Model	Type	Default	Notes
`ExtraTreesRegressor`	Tree ensemble	Yes	Fast, good baseline
`RandomForestRegressor`	Tree ensemble	Yes	Robust general-purpose model
`XGBRegressor`	Gradient boosting	Yes	Strong on tabular data
`CatBoostRegressor`	Gradient boosting	Yes	Native categorical support
`HistGradientBoostingRegressor`	Gradient boosting	Yes	Native categoricals, handles missing values
`ElasticNetRegressor`	Linear (regularized)	Yes	Combines L1 and L2 regularization
`GradientBoostingRegressor`	Gradient boosting	No	Sklearn implementation
`RidgeRegressor`	Linear (L2)	No	Simple regularized linear model
`ARDRegressor`	Bayesian linear	No	Automatic relevance determination
`SvrRegressor`	Support Vector	No	Kernel-based; best for small datasets
`GaussianProcessRegressor`	Kernel	No	Probabilistic predictions; small datasets only
`TabularNNRegressor`	Neural network	No	Embedding-based NN for mixed feature types

Models marked as "Default" are included automatically when you don't specify a models list in the Octo configuration.

Note

Linear models (ElasticNetRegressor, RidgeRegressor, ARDRegressor, SvrRegressor, LogisticRegressionClassifier) apply a StandardScaler to features automatically. Tree-based models do not require scaling.

Feature Importance

Feature importance methods work the same way as in classification:

permutation — Permutation importance: shuffles each feature and measures the performance drop. Works with any model.
shap — SHAP values: game-theoretic attributions. More detailed but slower.
constant — Baseline constant importance (for reference).

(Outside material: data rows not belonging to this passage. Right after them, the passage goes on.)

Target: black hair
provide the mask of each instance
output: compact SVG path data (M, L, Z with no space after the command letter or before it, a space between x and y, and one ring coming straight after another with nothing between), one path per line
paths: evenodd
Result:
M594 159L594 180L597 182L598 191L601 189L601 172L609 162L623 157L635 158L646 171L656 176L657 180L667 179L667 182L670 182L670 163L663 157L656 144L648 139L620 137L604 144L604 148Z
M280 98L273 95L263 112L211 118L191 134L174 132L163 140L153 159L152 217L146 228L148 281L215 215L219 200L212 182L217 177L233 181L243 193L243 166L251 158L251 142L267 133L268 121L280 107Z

from octopus.types import FIComputeMethod

Octo(
    ...,
    fi_methods=[FIComputeMethod.PERMUTATION],
)

Custom Hyperparameters

You can override the default hyperparameter search space for any model using the hyperparameters parameter. This is useful when you have domain knowledge about reasonable parameter ranges:

from octopus.models.hyperparameter import IntHyperparameter, FloatHyperparameter

Octo(
    ...,
    models=[ModelName.RandomForestRegressor],
    hyperparameters={
        ModelName.RandomForestRegressor: [
            IntHyperparameter(name="max_depth", low=2, high=32),
            FloatHyperparameter(name="min_samples_split", low=0.01, high=0.5),
        ]
    },
)

See Use Own Hyperparameters for a full example.

Example Workflows

For runnable end-to-end examples, see:

Basic Regression: The simplest way to run a regression study using the diabetes dataset.
Use Own Hyperparameters: Shows how to define your own hyperparameter search ranges instead of using the defaults.
Multi-Step Regression: Chains Octo and MRMR into a multi-step pipeline that selects features before final model training.